Den Hartigh Ruud J R, Otten Sem, Gruszczynska Zuzanna M, Hill Yannick
Department of Psychology, Faculty of Behavioral and Social Sciences, University of Groningen, Groningen, Netherlands.
Faculty of Medical Sciences, Center for Human Movement Sciences, University Medical Center Groningen/University of Groningen, Groningen, Netherlands.
Front Hum Neurosci. 2021 Aug 12;15:715375. doi: 10.3389/fnhum.2021.715375. eCollection 2021.

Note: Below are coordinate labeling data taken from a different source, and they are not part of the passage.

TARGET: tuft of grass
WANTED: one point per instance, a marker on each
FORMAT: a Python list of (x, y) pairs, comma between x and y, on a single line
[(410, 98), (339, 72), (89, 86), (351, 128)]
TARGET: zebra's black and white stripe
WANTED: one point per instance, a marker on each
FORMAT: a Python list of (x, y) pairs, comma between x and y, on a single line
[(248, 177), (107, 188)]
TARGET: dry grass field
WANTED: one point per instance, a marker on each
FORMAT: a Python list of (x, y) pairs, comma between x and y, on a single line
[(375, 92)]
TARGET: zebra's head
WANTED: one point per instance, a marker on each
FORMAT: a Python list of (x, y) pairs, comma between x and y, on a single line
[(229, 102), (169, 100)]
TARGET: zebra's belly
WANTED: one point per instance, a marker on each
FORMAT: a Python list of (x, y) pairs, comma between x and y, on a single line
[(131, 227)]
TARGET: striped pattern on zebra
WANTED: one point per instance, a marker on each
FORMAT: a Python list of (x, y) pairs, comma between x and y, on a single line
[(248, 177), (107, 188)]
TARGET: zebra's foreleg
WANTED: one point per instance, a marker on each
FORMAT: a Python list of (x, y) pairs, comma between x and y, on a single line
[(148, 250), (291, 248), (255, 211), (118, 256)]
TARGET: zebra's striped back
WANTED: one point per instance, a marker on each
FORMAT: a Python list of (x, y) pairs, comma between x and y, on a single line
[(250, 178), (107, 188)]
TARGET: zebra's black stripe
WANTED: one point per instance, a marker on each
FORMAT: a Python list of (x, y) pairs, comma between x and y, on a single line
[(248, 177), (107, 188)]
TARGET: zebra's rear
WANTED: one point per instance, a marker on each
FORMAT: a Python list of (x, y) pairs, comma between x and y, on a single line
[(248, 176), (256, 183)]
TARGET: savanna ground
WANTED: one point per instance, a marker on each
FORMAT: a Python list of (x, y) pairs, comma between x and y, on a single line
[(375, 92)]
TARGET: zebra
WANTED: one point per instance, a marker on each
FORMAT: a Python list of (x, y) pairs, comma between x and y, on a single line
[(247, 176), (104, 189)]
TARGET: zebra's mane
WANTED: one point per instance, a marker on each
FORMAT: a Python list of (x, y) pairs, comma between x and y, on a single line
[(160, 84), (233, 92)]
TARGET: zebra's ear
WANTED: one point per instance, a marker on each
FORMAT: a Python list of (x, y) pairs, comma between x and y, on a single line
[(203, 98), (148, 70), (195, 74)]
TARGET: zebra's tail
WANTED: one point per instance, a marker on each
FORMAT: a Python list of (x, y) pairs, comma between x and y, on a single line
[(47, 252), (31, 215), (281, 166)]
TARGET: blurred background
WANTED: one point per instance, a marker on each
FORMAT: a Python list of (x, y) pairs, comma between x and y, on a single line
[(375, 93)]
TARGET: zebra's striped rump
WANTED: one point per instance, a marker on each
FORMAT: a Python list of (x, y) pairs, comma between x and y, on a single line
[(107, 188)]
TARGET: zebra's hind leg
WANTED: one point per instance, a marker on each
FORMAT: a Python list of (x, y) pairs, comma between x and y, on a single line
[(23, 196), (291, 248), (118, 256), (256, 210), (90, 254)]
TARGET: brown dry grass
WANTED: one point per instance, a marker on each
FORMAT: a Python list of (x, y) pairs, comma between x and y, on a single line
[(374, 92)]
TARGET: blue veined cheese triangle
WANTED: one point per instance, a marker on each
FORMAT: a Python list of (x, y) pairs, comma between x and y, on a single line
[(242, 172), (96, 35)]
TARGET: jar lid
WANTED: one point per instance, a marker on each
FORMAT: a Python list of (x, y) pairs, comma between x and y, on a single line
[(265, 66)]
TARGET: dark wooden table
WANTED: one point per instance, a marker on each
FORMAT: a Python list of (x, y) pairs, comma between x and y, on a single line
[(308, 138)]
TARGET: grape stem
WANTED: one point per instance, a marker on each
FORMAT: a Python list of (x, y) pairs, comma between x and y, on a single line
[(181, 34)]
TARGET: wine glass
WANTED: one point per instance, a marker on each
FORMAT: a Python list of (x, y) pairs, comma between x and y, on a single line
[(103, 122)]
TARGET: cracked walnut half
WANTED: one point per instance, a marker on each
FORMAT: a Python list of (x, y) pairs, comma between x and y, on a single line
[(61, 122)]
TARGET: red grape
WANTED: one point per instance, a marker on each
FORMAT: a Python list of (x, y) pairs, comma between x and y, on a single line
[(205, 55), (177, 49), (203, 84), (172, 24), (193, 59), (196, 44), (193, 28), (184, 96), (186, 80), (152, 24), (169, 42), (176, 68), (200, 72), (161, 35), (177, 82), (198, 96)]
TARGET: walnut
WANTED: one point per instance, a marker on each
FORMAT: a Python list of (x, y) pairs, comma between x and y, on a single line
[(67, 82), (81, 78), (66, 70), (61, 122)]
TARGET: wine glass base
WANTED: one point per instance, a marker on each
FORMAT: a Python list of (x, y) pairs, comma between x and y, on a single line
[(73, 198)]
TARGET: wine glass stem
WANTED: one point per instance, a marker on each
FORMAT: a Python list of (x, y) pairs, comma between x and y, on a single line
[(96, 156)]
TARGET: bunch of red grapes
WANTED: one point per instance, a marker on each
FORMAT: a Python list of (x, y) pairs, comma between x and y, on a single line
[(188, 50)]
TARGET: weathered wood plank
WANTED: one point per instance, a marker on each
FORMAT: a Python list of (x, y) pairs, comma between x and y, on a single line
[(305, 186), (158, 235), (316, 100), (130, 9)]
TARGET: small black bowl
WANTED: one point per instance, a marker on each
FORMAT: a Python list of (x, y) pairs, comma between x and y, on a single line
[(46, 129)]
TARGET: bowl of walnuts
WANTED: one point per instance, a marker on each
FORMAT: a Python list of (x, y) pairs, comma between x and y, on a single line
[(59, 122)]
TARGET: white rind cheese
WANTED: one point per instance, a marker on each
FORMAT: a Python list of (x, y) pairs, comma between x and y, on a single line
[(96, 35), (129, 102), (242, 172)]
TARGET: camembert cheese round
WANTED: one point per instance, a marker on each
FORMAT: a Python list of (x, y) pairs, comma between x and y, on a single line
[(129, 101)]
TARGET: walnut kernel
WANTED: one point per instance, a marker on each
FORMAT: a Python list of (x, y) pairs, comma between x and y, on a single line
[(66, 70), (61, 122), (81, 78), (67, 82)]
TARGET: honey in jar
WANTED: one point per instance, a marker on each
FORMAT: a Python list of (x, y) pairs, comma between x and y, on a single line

Complex systems typically demonstrate a mixture of regularity and flexibility in their behavior, which would make them adaptive. At the same time, adapting to perturbations is a core characteristic of resilience. The first aim of the current research was therefore to test the possible relation between complexity and resilient motor performance (i.e., performance while being perturbed). The second aim was to test whether complexity and resilient performance improve through differential learning. To address our aims, we designed two parallel experiments involving a motor task, in which participants moved a stick with their non-dominant hand along a slider. Participants could score points by moving a cursor as fast and accurately as possible between two boxes, positioned on the right- and left side of the screen in front of them. In a first session, we determined the complexity by analyzing the temporal structure of variation in the box-to-box movement intervals with a Detrended Fluctuation Analysis. Then, we introduced perturbations to the task: We altered the tracking speed of the cursor relative to the stick-movements briefly (i.e., 4 s) at intervals of 1 min (Experiment 1), or we induced a prolonged change of the tracking speed each minute (Experiment 2). Subsequently, participants had three sessions of either classical learning or differential learning. Participants in the classical learning condition were trained to perform the ideal movement pattern, whereas those in the differential learning condition had to perform additional and irrelevant movements. Finally, we conducted a posttest that was the same as the first session. In both experiments, results showed moderate positive correlations between complexity and points scored (i.e., box touches) in the perturbation-period of the first session. Across the two experiments, only differential learning led to a higher complexity index (i.e., more prominent patterns of pink noise) from baseline to post-test. Unexpectedly, the classical learning group improved more in their resilient performance than the differential learning group. Together, this research provides empirical support for the relation between complexity and resilience, and between complexity and differential learning in human motor performance, which should be examined further.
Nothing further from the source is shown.